Thus, PTC is considered a bridge rather than a definitive therapy[20]. A misconception that should be avoided is the idea of “tube and forget”. Patients left indefinitely with a catheter suffer from recurrent infections, drain dislodgement, and a poor quality of life. Observational data show high readmission rates and significant late mortality in “drainage only” cohorts. Conversely, when interval cholecystectomy is performed after stabilization, long-term outcomes improve significantly. After PTC placement, a strategy for interval reassessment should be documented: Either interval cholecystectomy within 4-8 weeks, or, in inoperable patients, conversion to internal stenting. Abdelhalim et al[10] explored the effect of interval cholecystectomy timing after PTC on postoperative outcomes. The time interval of 5-12 weeks between PTC and laparoscopic cholecystectomy was associated with a shorter in-hospital length of stay. This study also suggests the persistence of racial disparities among these patients. Ábrahám et al[21] reported in a retrospective study of 162 elderly patients with acute cholecystitis, who were treated between 2010 and 2020, that PTC was a definitive therapy for 42.18% of these patients. However, a very high post-PTC in hospital mortality of 40.91% was observed for grade III gallbladder inflammation; thus, PTC for this subgroup of patients was excluded. Complications of drainage often reflect poor catheter protocols, such as dislodgement, blockage, and bile leaks. Preventive measures are essential; for example, before PTC tube removal, cholangiography should be performed. International guidelines concerning the management of PTC tubes are necessary[12].
THERAPEUTIC ALGORITHM
Pesce et al[19] suggested a practical therapeutic algorithm for patients with acute cholecystitis. Laparoscopic cholecystectomy should be recommended in patients with moderate acute cholecystitis, a CCI ≥ 6, and an ASA-Performance Status ≥ 3, where conservative therapy failed. Patients with severe acute cholecystitis and high surgical risk should undergo percutaneous cholecystostomy within 48 hours. Once the infection is controlled, they should be thoroughly evaluated for interval laparoscopic cholecystectomy. The surgical treatment should follow at least six weeks after percutaneous cholecystostomy. In unsuitable candidates for surgery, such as those with a CCI ≥ 6 and an ASA-Performance Status ≥ 4, the percutaneous cholecystostomy tube should remain in place for at least three weeks. After radiographic controlling of biliary tree patency, the percutaneous cholecystostomy tube can be then removed[19].
In acute perforated cholecystitis after assessment of physiology and perforation type, a pragmatic management pathway could be as follows: For type I (free perforation), an urgent laparoscopic cholecystectomy with lavage and drainage should be performed. For type II (localized abscess), PTC ± abscess drainage/or EUS GBD with LAMS should be considered.

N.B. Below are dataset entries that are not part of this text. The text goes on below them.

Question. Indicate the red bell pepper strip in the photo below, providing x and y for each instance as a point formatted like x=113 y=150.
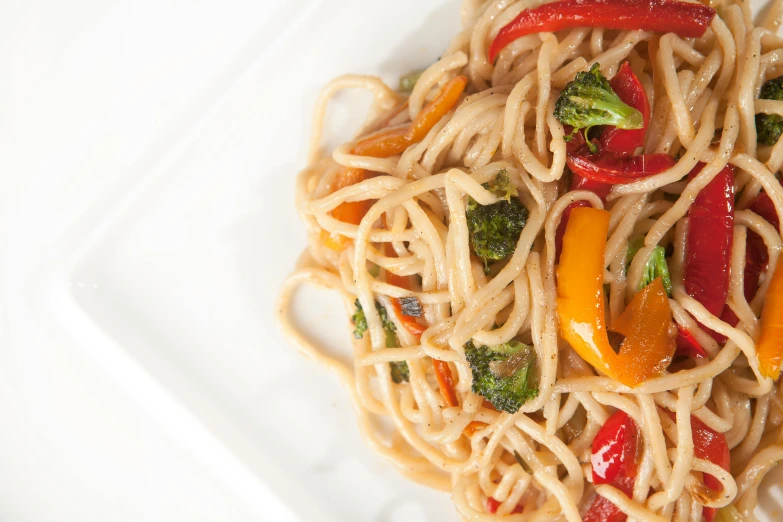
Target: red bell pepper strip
x=756 y=256
x=629 y=89
x=709 y=241
x=608 y=168
x=709 y=445
x=618 y=141
x=689 y=20
x=614 y=461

An interval cholecystectomy should be planned as a definitive therapy. For type III (fistula) patients, a multidisciplinary consent is necessary; drainage may occasionally be considered as a definitive therapy in selected patients, although supporting evidence remains limited.
FUTURE PERSPECTIVES
Important research gaps on this topic include the following: First, gallbladder perforation-specific randomized data comparing surgery with PTC and EUS-GBD are absent because of the rarity of acute perforated cholecystitis. Second, the optimal timing of interval surgery after drainage is unclear; meta-analyses suggest flexible time frames, but prospective stratification by frailty/sarcopenia scores or biomarker recovery is needed. Third, determining the high- risk patients with acute cholecystitis for emergency cholecystectomy remains highly challenging. The Validation and Comparison of Scores for Prediction of Risk for Postoperative Major Morbidity after Cholecystectomy in Acute Calculous Cholecystitis study, endorsed by WSES is a prospective, multicenter, observational study recruiting patients with acute calculous cholecystitis scheduled for emergency cholecystectomy. Primary scope was to evaluate the predictive accuracy of the eCholeRisk morbidity score after surgery, comparing with other stratification tools, including Physiologic and Operative Severity Score for the Study of Mortality and Morbidity, modified Frailty Index, CCI, ASA score, Acute Physiology and Chronic Health Evaluation II Score and the acute cholecystitis classification of severity grading from Tokyo Guidelines[22]. The 1253 patients from 79 centers across 19 countries were enrolled. Among the various models the Physiologic and Operative Severity Score for the Study of Mortality and Morbidity score demonstrated the highest predictive value for adverse outcomes[22]. Thus, in emergency setting, predicting high operative risk remains still challenging.
CONCLUSION
PTC is reasonably considered a safe bridging option for immediate infection control in hemodynamically unstable patients. The true art lies in using PTC as a bridge before surgery: First stabilizing the patient, then guiding him with reduced risk to definitive therapy, whether interval cholecystectomy or internal endoscopic drainage in high-risk patients. Future studies should determine the criteria of high-risk patients with acute cholecystitis that benefit from non- surgical interventions.
Provenance and peer review: Invited article; Externally peer reviewed.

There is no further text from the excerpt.